Formation of Rydberg Crystals Induced by Quantum Melting in One-Dimension

TL;DR

This paper demonstrates how quantum fluctuations induce the formation of Rydberg crystals in a one-dimensional system, revealing a novel order-by-disorder transition driven by combined local and non-local quantum effects.

Contribution

It provides the first theoretical exploration of quantum order-by-disorder in one-dimensional Rydberg systems with combined local and dipolar fluctuations.

Findings

Quantum fluctuations induce Rydberg crystal formation.

Transition from disordered to ordered phases driven by combined fluctuations.

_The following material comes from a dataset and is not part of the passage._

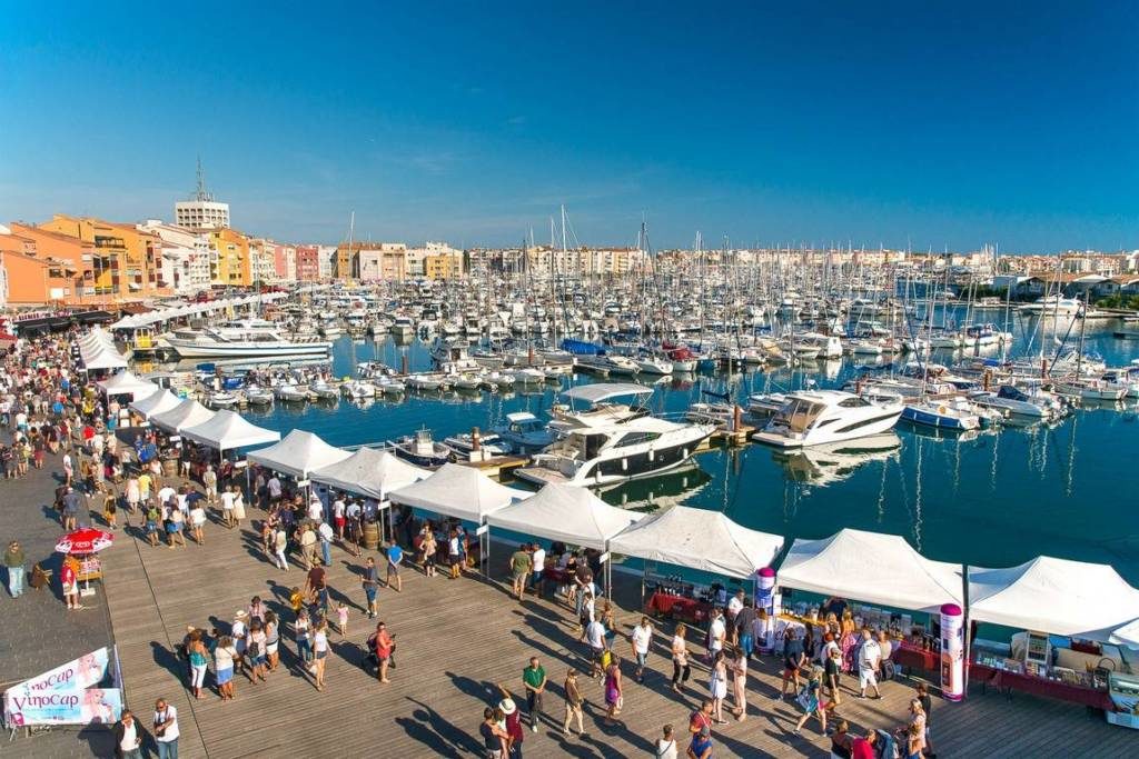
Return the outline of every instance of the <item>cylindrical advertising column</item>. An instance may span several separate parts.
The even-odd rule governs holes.
[[[956,603],[941,608],[941,694],[965,698],[965,613]]]
[[[776,608],[775,608],[775,593],[776,593],[776,570],[770,567],[763,567],[755,570],[755,611],[762,609],[767,612],[767,624],[763,629],[757,630],[755,636],[755,647],[761,653],[770,653],[772,646],[775,645],[775,630],[776,630]]]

Theoretical framework for order-by-disorder in 1D systems.

Abstract

Quantum fluctuations in frustrated systems can lead to the emergence of complex many-body phases. However, the role of quantum fluctuations in frustration-free lattices is less explored and could provide an interesting avenue for exploring new physics, and perhaps easier to realize compared to frustrated lattice systems. Using Rydberg atoms with tunable interactions as a platform, we leverage strong van der Waals interactions and obtain a constrained model in one dimension with non-local fluctuations given by dipolar interactions alongside local fluctuations. The combined effect of such processes leads to intrinsically quantum-ordered Rydberg crystals through the order-by-disorder mechanism. Finite-size analyses indicate that combined fluctuations drive the transition from disordered to ordered phases, contrary to the expected direction. We provide a theoretical description to understand the physics of order-by-disorder in one-dimensional systems, which are typically seen only in higher dimensions.